Once born, my publisher-partner and I rejoiced. The book was fed and clothed and made to look pretty so that other people would hopefully love it too. Now despite initial efforts and quite a few people who loved it like I did, there wasn't enough time for me as its parent to take it out to show off (mainly because I'd actually also given birth to a real life baby – my second child) and to coincide with this, after its second year of publication sales had dwindled. Sadly, my publisher-partner's communication was gradually dwindling also. When I had won the competition, he had only a few partner-authors in his care but while I was writing it and after, his book family grew and grew. Of course, I had understood that we were not mutually exclusive so I was fine with the poly-amorous relationship and growing array of different offspring. However, I found that some of my emails were never answered, and others only after months of waiting and I realised slowly and with a sinking heart that my publisher-partner was falling out of love with me. I tried not to become bitter. My book-baby was not the favourite but that was okay because I still loved it. But love doesn't make the world go round if you want to make a living as an author – or as a publisher for that matter.

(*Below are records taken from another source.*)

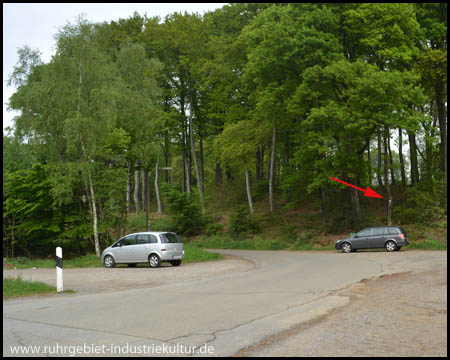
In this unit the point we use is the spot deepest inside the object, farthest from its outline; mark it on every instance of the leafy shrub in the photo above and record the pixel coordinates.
(241, 222)
(419, 207)
(186, 212)
(213, 229)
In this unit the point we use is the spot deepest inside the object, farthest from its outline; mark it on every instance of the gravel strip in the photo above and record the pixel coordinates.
(395, 315)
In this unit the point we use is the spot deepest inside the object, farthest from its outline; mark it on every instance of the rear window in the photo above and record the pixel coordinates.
(377, 231)
(169, 238)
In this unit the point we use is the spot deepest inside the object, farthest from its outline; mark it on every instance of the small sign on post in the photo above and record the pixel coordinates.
(59, 280)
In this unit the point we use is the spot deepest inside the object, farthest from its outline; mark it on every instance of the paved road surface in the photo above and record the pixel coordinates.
(209, 303)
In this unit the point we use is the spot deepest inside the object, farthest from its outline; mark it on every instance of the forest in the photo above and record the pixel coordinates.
(247, 110)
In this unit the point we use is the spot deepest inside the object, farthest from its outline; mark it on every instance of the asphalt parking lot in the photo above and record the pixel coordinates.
(229, 305)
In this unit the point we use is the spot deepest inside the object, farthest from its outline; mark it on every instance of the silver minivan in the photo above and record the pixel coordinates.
(145, 247)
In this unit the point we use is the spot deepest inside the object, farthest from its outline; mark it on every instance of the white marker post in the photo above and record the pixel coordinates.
(59, 282)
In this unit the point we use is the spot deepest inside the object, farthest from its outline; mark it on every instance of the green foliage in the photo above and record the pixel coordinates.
(213, 229)
(242, 222)
(328, 78)
(420, 206)
(19, 287)
(186, 212)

So over the following year, I immersed myself in parenting my real children and working part-time. Then in 2018 I quit work, went on a journey of self-discovery and started my own business based on my true passion: writing. Everything looked peachy and I'd come to accept that ours was a relationship of few words. Until last week when I received the email. I'd been dumped. My initial feeling was one of failure. 'I've not made it work', I thought. 'I've done my best but it wasn't good enough', I groaned. Then Shit FM started kicking in: “You're not good enough, Sibby. You'll never give birth to a book-baby again. No-one will take care of it for you. Find something else to do!” But you know what? Instead of feeding the self-pity I switched the damn radio off and read the email again.
It laid the situation out plain and simple. My publisher-partner was no longer fulfilled and wanted to move on, cut his losses. It must have been clear from the past two sales statements that the relationship was floundering. He wanted different things, to focus on his other 'children'. He said it had been a pleasure; that he wished me all the luck, that he was giving me back all the rights to my book-baby so I was free to do what I wanted with it; to take it anywhere. Free! I realised that yes, this was an ending, but also a new beginning. Thanks to this relationship, I can always and forever ad infinitum call myself a published author. I can pick up and hold and smell and thumb my very own novel, that I wrote myself from the heart and gave birth to through my own imaginative labours.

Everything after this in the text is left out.